Clinton fought back fiercely and effectively, pointing out that Dole and then-House Speaker Newt Gingrich opposed the Brady handgun control law and that many Republican politicians favored a repeal of the ban on assault weapons.
The president also touted a crime bill that turned dozens of offenses into federal crimes and boasted about Justice Department subsidies designed to put 100,000 more police officers on the street. He won the endorsement of the national Fraternal Order of Police, a union that counts 293,000 members. The FOP had supported George Bush in 1992.
As the FOP considers its 2000 endorsement, which Executive Director James Pasco expects to be made in early September, Gore and George W. Bush are so far treating crime as a second-tier issue. In a June 29 Gallup poll, 12 percent of respondents identified crime and violence as the most important problem facing the country, down from 20 percent two years ago.
In important ways, their publicly spoken approaches are similar. Both talk tough and both favor the death penalty, with 143 Texans executed since Bush took office in 1995. Both talk of adult society's need to set a better moral example and pay more attention to children.
Yet when it comes to specifics, the differences often seem modest. Bush wants to eliminate federal support for the 100,000 police officers project. He touts the Texas record of increased criminal convictions and longer prison sentences.
Gore favors a constitutional amendment to guarantee victims' rights, a pitch he is making in campaign advertisements. He praises the 100,000 police officers program and calls for 50,000 more. He says he wants to be "a law enforcement president."

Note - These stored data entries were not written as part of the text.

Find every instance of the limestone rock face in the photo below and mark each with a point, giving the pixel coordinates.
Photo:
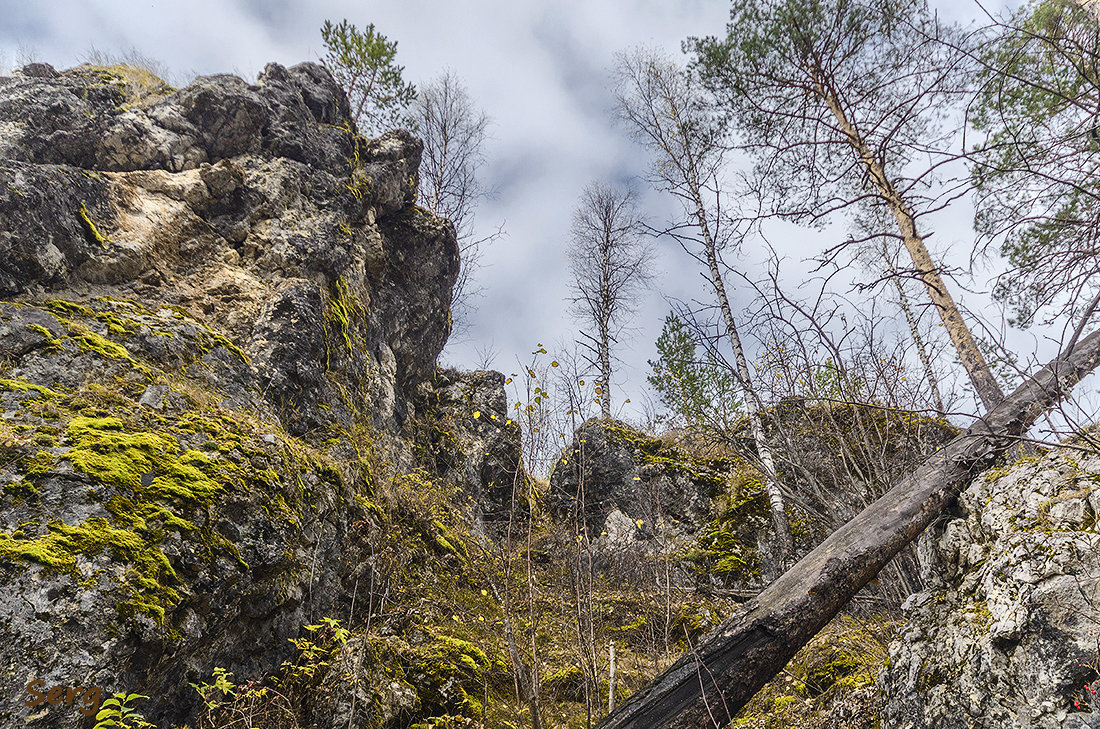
(220, 308)
(469, 439)
(639, 497)
(1005, 632)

"It's just one-upmanship about who can be the toughest," contends Stephen Bright, director of the Southern Center for Human Rights. "There's really no debate on crime anymore. You've got to be able to show some difference. I don't think there's any difference."
In recent times, much of the violence attracting great attention has been committed by children, often on school grounds where young gunslingers enact murderous fantasies. Kids killing kids is a story that grabs attention, as in February in Michigan, where a first-grader shot a classmate after stealing a gun from the drug house where he was staying.
Such crimes are viewed differently from burglaries and many urban slayings because, as Pew's Kohut puts it, "they speak to a larger moral decay." With that in mind, the presidential candidates are preaching moral uplift and increased personal responsibility, aiming to show concern for the troubled as well as fierceness toward the guilty.
Gore, like Clinton before him, points to guns as part of the problem. And that is where a notable difference exists between the two candidates. Bush believes current gun laws are adequate and simply should be better enforced, while Gore favors stricter regulation of gun sales and ownership.
"Clinton has taken the general crime issue away from the Republicans, and he has equated gun crime with crime, which puts the Republicans in a very difficult position. Whenever they mention crime, he says we need to deal with guns," Pasco said.
"I'm not saying the Republicans are at all soft on crime," Pasco said, "but Clinton has found a novel way to make them look that way."